Le Guillaume Tell de Schiller est revêtu de ces couleurs vives et brillantes qui transportent l’imagination dans les contrées pittoresques où la respectable conjuration du Rütli s’est passée. Dès les premiers vers, on croit entendre résonner les cors des Alpes. Ces nuages qui partagent les montagnes et cachent la terre d’en bas à la terre plus voisine du ciel ; ces chasseurs de chamois poursuivant leur légère proie à travers les abîmes ; cette vie tout à la fois pastorale et guerrière, qui combat avec la nature et reste en paix avec les hommes : tout inspire un intérêt animé pour la Suisse ; et l’unité d’action, dans cette tragédie, tient à l’art d’avoir fait de la nation même un personnage dramatique.
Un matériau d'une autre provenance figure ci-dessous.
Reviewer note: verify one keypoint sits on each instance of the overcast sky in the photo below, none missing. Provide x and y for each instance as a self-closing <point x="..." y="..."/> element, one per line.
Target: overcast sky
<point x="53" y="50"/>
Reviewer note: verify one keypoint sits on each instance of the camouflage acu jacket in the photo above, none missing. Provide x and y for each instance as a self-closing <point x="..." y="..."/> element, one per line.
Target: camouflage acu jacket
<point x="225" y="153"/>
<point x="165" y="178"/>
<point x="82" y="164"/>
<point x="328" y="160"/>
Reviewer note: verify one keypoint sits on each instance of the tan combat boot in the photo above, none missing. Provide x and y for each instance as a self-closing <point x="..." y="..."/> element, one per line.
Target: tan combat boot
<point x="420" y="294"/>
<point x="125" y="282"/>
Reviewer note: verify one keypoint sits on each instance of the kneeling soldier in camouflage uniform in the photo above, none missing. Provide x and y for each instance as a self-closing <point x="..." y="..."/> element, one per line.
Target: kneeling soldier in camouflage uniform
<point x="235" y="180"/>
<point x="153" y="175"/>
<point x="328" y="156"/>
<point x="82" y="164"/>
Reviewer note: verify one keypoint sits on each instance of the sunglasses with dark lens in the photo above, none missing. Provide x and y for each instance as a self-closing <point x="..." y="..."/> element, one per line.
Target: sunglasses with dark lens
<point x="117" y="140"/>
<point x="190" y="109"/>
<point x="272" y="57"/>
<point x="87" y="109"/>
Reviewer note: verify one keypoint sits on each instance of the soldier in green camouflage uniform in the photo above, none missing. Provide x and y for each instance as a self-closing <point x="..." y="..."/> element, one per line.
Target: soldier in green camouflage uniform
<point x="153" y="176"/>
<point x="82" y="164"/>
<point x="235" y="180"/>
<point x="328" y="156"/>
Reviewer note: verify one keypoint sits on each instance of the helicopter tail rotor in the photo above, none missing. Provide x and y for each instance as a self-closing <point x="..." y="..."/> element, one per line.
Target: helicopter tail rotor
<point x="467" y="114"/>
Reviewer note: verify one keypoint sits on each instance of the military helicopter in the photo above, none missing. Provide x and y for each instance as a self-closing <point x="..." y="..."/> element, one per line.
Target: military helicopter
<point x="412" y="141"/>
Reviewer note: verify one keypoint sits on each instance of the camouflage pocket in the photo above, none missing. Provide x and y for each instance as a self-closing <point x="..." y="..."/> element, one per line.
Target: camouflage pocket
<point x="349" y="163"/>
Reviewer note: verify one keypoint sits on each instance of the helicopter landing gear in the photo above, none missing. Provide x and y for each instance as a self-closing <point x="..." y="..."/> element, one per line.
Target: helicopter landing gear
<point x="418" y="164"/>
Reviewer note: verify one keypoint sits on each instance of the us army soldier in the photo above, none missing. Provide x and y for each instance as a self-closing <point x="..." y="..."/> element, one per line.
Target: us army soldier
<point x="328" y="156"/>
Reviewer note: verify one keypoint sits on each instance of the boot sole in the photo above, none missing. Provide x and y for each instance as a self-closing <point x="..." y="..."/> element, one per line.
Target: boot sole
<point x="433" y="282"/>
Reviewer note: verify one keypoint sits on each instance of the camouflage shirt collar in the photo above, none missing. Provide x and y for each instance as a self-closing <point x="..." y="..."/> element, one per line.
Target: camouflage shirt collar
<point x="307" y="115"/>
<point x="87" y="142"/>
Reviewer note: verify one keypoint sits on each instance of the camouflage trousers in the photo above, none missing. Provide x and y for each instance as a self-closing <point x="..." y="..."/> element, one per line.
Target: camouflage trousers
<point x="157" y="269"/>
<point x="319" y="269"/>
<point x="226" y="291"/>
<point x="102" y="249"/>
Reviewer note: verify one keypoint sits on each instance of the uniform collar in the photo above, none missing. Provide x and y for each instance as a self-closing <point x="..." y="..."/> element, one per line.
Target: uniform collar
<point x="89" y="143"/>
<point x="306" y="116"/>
La hardiesse de Tell est brillamment signalée au premier acte de la pièce. Un malheureux proscrit, que l’un des tyrans subalternes de la Suisse a dévoué à la mort, veut se sauver de l’autre côté du rivage, où il peut trouver un asile. L’orage est si violent qu’aucun batelier n’ose se risquer à traverser le lac pour le conduire. Tell voit sa détresse, se hasarde avec lui sur les flots, et le fait heureusement aborder à terre. Tell est étranger à la conjuration que l’insolence de Gessler fait naître. Stauffacher, Walther Fürst et Arnold de Melchtal préparent la révolte. Tell en est le héros, mais non pas l’auteur ; il ne pense point à la politique, il ne songe à la tyrannie que quand elle trouble sa vie paisible ; il la repousse de son bras quand il éprouve son atteinte ; il la juge, il la condamne à son propre tribunal ; mais il ne conspire pas.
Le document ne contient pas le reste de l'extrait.